Today I'm so excited to share my interview with theatrical jack-of-all-trades, Bryce McWilliams. I met Bryce while teaching at a summer Thespian conference in Tyler, Texas—where he is the resident theatrical go-to man at Tyler Junior College.
Bryce's ideas and enthusiasm (as well as kindness and generosity) for theatre tech is endless, and I hope you enjoy his interview as much as I did!
What’s a show that inspires you? (explain away!)
The first show that comes to mind is The Woodsman by James Ortiz. It’s a wonderful example of imagination, playfulness, and collaboration. There is virtually no dialogue except for exposition letting us know that we are somewhere outside of Oz, and there is an oppressive witch whose spies have made it impossible to speak without risk. From there we watch the story unfold with music, pantomime and puppetry. The ensemble creates the world of the story, and yet it feels as though the story has a mind of its own. Every time I watch it, I can’t help but dive into another project.
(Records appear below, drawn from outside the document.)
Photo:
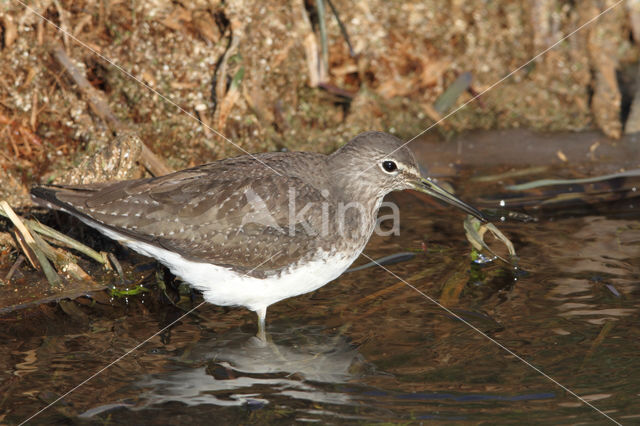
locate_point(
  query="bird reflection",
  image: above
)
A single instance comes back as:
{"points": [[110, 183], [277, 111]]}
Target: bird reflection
{"points": [[241, 369]]}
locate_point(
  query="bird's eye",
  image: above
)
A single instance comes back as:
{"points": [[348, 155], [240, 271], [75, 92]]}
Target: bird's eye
{"points": [[389, 166]]}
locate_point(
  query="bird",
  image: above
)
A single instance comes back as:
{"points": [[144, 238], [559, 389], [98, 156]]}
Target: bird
{"points": [[255, 229]]}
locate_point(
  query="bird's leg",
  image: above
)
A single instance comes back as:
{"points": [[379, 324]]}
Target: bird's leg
{"points": [[262, 315]]}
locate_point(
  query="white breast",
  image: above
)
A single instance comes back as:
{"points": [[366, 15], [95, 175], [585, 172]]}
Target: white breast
{"points": [[222, 286]]}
What’s one of your happiest moments in theatre?
When I was 19, I was part of a troupe that was invited to a festival in Poland. For ten days I was enthralled with everything going on around me, and loved meeting people and sharing stories, even if we didn’t have any language in common. One group from Czech Republic built their scenery from bamboo canes and paper cutouts, and moved the scenery on pulley systems made of twine. I watched as the characters became despondent, stuck in the melancholy of everyday life, and even caught myself grinding my teeth as their anxiety overtook them. At the end of the hour long show, the protagonist decides to plant a flower in a pot, and comes home one day to find it has sprouted. The actor, as well as all of us watching, breathed such a sigh of relief and it was one of the most joyful experiences I’ve ever experienced as we all celebrated a paper sunset and handmade potted plant.
What’s the biggest ‘fail’ or goof you’ve seen on stage? (do tell the story)
The most panic inducing “fail” I’ve had was a problem microphone. My sound engineer alerted me that the lead in our sold out performance of In the Heights couldn’t be heard. Technicians were scrambling to troubleshoot, and tried everything they could think of. After several scenes and dance numbers of silence from our lead, the lighting designer sent me a text from the house - “why do I hear the dressing room?” Usnavi’s mic had been switched with a chorus member, so every time we were watching the protagonist, we were hearing green room gossip and the crunch of doritos.
Why do you love theatre?
Theatre transports us to a reality that we collectively create. As a child I loved using my imagination to create elaborate worlds and explore. Now as an adult, I get to invite others to explore unknown worlds, often through the eyes of someone with a new perspective. At its base theatre is entertaining, but at its height, theatre is life-changing—a collective adventure.
Theatre is for...
There is a profound joy that comes from a collaborating on a show, but an audience breathes life into it. Together the audience and performers create a world that is very real to them, and it only exists for that moment. Even if a show runs for years, it’s completely new and unexplored every time.
More Amazing Theatre People
More Great Time Spent with Bryce
More about Bryce
After years of touring and regional theatre, Bryce has found a new home as Theatre Manager at Tyler Junior College. He works as a designer and production manager for the performing arts departments, and is so excited to be opening a newly renovated Performing Arts Center.